388 Yonge Street, Old Toronto – Retail
This retail asset acquired by Ingka Group for $100 million represents the largest retail transaction of the quarter in the GTA. The subject property consists of just over 132,000 square feet of retail space within the first three levels of the 78-storey Aura condo building. At the time of sale, the top-level unit was fully occupied by Marshalls and the second-floor unit was recently vacated by Bed Bath and Beyond. The purchaser intends to open the first downtown IKEA store in Canada by occupying the second-floor unit and parts of the first floor. Once renovations are complete, IKEA would occupy approximately 66,175 square feet of space which would be scheduled to open late 2021 or early 2022.

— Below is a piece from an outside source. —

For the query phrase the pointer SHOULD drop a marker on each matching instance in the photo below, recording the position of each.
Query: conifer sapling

55 & 105 Commerce Valley Drive West, Markham – Office
This two-building office complex located within minutes of Highway 404 and 407 in Markham was acquired by Soneil Investments for $115 million. The eight-storey buildings contain 375,255 square feet and sit on nearly 8.9 acres, which offers the new owners the opportunity of future development on the excess land.

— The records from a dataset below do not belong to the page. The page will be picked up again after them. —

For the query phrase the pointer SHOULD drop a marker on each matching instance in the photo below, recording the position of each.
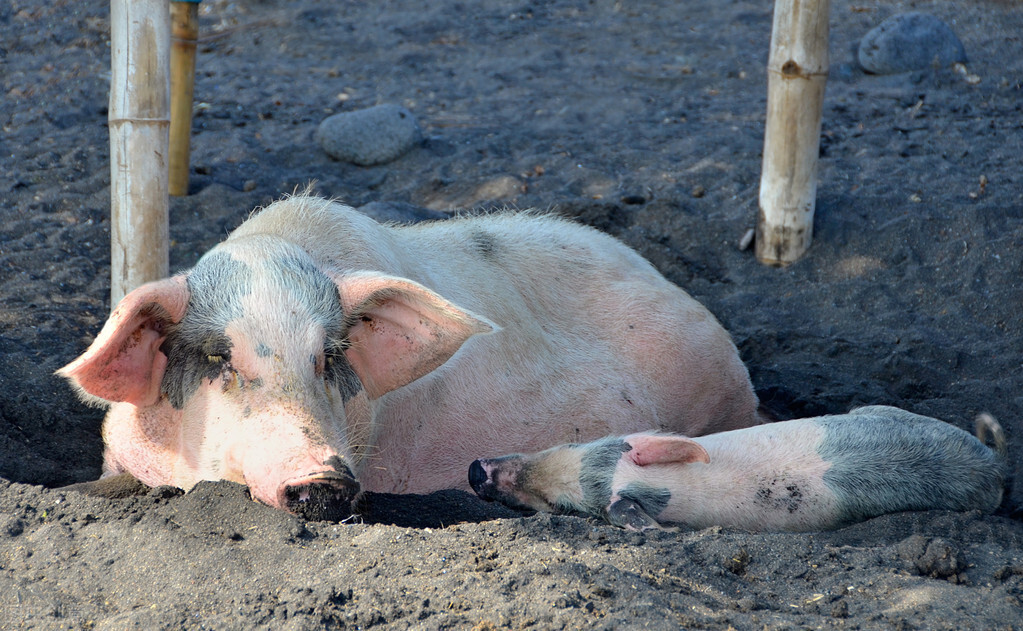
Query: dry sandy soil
(643, 119)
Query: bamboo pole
(138, 123)
(184, 32)
(797, 72)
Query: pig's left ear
(664, 449)
(400, 330)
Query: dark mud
(645, 120)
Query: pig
(807, 475)
(316, 354)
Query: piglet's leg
(630, 515)
(112, 487)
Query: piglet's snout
(323, 496)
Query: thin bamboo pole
(184, 32)
(138, 122)
(797, 72)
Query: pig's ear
(664, 449)
(400, 330)
(124, 362)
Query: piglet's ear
(400, 330)
(665, 449)
(124, 362)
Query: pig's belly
(417, 453)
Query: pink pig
(316, 352)
(811, 474)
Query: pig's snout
(324, 496)
(478, 479)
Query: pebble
(909, 42)
(371, 136)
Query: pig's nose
(325, 496)
(477, 478)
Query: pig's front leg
(629, 514)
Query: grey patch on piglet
(906, 462)
(652, 499)
(340, 373)
(629, 514)
(196, 348)
(598, 463)
(316, 291)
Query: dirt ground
(643, 119)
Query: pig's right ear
(664, 449)
(124, 362)
(400, 330)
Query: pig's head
(258, 366)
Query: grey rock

100 – 110 Iron Street, Etobicoke – Residential Land
With a purchase price of $125.3 million, this two-building distribution facility was acquired by Triovest from Mantella Corporation. The property contains approximately 525,000 square feet of space and is ideally situated between Highways 401 and 409 in north Etobicoke. With a weighted average lease term of less than two years and rental rates below market levels, this property offers the new owners rental growth potential in the near term.

With the rollout of vaccines, all sectors except office have started 2021 strong, and show no signs of slowing. Although the third wave was imminent towards the end of the first quarter, this does not seem to be scaring off investors, as the market and overall population continue to look to the future with a more positive outlook. As seen throughout 2020, investors are still most confident in the land and industrial sectors, as these two asset classes have been impacted less by current market conditions, if not driven by it. The bid-ask gap persists between buyers and sellers, as investors do not want to pay top dollar given the risks that still linger. Overall, demand for quality GTA real estate assets is growing and shrewd investors are continuing to use the pandemic and record low interest rates to their advantage.